Teachers were required to refuse admission to the school of any pupil believed to be infected with or exposed to consumption or a number of contagious diseases including chickenpox, smallpox, cholera, glandular fever (what we would call infectious mononucleosis), scarlet fever, diphtheria, whooping-cough, measles and mumps. Teachers were awarded up to four weeks of absence for ill health, a period that could be extended with the consent of the school board.
Duties of Teachers
The duties of teachers—each of whom had to hold a certificate of qualification--were prescribed in great detail. Among the first, was the duty to
…inculcate by precept and example, respect for religion and the principles of Christian morality and the highest regard for truth, justice, loyalty, love of country, humanity, benevolence, sobriety, industry, frugality, purity, temperance and all other virtues
Of course the teachers were required to conduct examinations, to provide information about the progress of the pupils and to make promotions of students from one class or form to another. That information was provided to the Board and likely the Minister but it did not stop there. The names of successful candidates were published in the local newspaper. This might have been hard on those students not named, who could be assumed to have met with less success. But the practice was not as hard as that applied in the late 1800’s. In an 1888 Conservator article, the final marks of a class in every subject were published, including a good number of failures.
Student –Teacher Ratios
A photograph from Brampton Central Public School at around this time, suggests that there were as many as forty students in a class. This was an improvement in the teacher-student ratio. In 1888, an additional teacher was required when there were more than sixty students in a class.

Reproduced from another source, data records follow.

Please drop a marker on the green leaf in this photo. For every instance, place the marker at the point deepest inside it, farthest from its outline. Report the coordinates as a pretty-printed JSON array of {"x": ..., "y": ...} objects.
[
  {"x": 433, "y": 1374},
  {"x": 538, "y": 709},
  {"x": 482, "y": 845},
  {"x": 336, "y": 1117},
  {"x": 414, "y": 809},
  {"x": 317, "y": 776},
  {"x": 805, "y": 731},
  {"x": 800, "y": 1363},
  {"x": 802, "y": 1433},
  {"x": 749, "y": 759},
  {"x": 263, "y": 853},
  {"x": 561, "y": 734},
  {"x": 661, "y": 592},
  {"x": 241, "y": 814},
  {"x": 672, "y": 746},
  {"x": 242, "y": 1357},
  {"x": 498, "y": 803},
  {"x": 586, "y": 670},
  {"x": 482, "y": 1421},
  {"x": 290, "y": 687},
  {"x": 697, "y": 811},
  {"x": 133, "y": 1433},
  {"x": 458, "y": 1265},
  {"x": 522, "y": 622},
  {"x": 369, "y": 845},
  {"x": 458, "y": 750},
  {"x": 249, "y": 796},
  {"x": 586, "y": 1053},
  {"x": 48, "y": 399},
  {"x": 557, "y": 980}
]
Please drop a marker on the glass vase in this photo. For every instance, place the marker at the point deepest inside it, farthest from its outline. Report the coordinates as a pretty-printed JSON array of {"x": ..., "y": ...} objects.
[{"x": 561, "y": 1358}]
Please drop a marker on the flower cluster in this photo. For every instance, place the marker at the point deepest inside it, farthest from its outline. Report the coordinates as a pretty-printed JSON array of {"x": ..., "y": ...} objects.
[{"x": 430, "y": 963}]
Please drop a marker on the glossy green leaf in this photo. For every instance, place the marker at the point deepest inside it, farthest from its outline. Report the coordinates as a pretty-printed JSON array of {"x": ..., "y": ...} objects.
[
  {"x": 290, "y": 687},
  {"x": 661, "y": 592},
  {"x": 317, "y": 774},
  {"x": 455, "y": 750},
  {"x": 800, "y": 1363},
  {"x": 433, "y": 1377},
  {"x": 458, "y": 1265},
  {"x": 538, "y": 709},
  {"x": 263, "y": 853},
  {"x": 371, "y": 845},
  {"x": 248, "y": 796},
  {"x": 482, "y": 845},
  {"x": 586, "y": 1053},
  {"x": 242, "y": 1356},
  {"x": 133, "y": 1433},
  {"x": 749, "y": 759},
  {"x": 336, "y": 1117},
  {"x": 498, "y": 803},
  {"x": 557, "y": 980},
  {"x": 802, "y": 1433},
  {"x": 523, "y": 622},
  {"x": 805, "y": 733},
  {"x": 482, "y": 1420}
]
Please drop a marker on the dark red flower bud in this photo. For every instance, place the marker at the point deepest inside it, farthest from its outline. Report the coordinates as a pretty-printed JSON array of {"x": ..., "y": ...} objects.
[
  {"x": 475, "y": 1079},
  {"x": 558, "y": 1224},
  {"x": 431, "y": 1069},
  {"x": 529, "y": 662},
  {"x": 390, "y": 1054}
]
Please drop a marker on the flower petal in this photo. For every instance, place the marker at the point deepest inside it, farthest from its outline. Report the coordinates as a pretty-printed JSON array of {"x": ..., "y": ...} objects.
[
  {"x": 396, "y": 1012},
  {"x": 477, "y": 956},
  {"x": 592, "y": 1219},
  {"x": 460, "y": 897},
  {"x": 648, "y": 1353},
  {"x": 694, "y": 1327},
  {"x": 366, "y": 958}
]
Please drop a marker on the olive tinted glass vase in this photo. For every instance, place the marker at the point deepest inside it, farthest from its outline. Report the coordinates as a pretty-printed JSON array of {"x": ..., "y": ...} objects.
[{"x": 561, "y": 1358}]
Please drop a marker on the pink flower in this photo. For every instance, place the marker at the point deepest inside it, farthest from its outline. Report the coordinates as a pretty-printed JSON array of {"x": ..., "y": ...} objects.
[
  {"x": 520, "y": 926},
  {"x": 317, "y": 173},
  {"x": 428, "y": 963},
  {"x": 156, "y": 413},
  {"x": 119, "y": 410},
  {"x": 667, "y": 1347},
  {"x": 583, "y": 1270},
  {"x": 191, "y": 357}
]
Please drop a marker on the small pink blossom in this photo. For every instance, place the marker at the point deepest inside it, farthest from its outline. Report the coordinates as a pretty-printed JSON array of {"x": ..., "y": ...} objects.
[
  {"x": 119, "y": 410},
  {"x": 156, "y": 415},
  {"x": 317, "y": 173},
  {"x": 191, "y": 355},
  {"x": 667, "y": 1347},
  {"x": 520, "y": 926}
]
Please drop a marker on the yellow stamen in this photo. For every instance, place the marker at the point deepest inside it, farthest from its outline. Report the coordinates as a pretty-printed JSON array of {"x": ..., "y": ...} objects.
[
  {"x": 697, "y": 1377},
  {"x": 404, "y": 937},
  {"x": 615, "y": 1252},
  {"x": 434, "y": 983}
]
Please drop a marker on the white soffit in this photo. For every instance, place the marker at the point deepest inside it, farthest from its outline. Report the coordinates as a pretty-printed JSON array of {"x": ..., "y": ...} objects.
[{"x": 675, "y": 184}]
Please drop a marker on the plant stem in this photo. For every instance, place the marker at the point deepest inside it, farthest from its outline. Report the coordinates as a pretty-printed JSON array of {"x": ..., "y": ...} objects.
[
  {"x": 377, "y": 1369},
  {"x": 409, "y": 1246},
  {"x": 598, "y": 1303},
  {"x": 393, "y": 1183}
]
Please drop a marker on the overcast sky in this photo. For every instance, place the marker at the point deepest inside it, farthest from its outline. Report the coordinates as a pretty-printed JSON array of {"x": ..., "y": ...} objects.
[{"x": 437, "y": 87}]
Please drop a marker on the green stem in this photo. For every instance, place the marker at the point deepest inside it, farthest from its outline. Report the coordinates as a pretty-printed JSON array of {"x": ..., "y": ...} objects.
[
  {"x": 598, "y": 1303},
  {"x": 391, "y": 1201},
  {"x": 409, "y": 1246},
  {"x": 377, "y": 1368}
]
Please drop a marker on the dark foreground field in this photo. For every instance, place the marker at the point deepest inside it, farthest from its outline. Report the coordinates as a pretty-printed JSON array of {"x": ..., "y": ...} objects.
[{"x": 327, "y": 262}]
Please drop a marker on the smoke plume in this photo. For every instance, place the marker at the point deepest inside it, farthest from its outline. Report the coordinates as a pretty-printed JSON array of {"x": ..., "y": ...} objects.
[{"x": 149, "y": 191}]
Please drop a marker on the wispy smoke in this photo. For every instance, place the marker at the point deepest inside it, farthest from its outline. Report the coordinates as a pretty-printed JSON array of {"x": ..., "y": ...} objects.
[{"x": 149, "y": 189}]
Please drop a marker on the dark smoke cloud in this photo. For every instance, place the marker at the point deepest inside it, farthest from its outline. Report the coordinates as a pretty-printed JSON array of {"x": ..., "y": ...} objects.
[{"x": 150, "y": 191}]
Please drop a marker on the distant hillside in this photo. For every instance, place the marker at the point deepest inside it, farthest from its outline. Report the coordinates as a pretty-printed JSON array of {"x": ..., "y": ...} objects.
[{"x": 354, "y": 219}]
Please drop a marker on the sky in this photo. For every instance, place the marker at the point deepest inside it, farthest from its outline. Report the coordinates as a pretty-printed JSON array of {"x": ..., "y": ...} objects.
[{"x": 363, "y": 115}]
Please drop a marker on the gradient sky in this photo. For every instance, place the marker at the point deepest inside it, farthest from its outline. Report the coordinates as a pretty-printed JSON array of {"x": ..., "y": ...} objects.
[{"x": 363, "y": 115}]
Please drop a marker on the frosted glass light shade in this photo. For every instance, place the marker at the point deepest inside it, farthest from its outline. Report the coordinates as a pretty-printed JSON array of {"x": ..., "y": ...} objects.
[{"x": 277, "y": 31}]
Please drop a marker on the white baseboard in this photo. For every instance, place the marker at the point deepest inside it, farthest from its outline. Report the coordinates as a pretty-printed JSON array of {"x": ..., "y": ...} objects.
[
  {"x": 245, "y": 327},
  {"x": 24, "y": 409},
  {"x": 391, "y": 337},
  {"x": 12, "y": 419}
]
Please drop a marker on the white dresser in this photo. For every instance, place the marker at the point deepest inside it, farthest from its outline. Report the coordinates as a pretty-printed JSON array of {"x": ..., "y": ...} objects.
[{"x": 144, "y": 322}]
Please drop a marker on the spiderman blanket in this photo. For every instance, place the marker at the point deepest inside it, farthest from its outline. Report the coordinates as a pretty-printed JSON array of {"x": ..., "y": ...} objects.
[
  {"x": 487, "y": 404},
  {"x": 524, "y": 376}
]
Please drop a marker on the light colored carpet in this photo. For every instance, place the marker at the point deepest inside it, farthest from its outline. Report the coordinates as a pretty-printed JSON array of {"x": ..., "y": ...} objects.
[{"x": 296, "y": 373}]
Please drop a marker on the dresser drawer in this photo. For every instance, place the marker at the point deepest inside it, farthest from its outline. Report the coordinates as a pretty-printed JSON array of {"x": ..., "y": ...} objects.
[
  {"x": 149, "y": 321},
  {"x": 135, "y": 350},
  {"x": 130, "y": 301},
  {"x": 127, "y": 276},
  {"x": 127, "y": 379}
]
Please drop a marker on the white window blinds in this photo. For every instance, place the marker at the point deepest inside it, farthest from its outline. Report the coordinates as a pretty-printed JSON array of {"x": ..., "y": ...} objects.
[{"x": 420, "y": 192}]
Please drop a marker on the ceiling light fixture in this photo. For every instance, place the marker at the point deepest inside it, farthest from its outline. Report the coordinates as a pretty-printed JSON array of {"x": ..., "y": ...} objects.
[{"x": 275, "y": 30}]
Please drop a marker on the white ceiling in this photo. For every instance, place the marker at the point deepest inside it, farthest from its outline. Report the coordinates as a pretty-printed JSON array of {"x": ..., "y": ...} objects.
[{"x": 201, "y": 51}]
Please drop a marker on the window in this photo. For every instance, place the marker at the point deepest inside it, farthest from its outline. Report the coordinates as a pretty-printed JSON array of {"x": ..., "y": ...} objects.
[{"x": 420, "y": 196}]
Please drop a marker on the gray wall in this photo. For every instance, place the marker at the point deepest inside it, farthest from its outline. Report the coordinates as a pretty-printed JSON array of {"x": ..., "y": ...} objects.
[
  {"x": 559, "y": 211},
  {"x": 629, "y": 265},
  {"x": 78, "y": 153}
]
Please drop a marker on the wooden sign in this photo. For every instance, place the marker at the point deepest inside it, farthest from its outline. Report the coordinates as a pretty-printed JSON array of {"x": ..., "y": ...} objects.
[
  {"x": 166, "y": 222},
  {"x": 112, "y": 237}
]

What of the cost? School was free to every person between the ages of five and twenty-one with the exception of the Kindergarten classes which were subject to such fees as the Board determined. Of course someone had to pay the costs of school operations and that fell to the local property owners who through taxes paid the costs of the public and separate school education provided in their school system. Transfer payments from one municipality to another were made where students attended schools closer to their home but outside their municipality. In addition, counties contributed funds for students who lived in houses of refuge (shelters for the homeless).
And what of ipads and laptops? How did those students in 1912 take notes without them? At one time students used chalk and slates, but by 1912 they had note books, called scribblers. In Brampton, on its way to becoming the Flower town of Canada, those scribblers were emblazed with an image of a single Dale rose.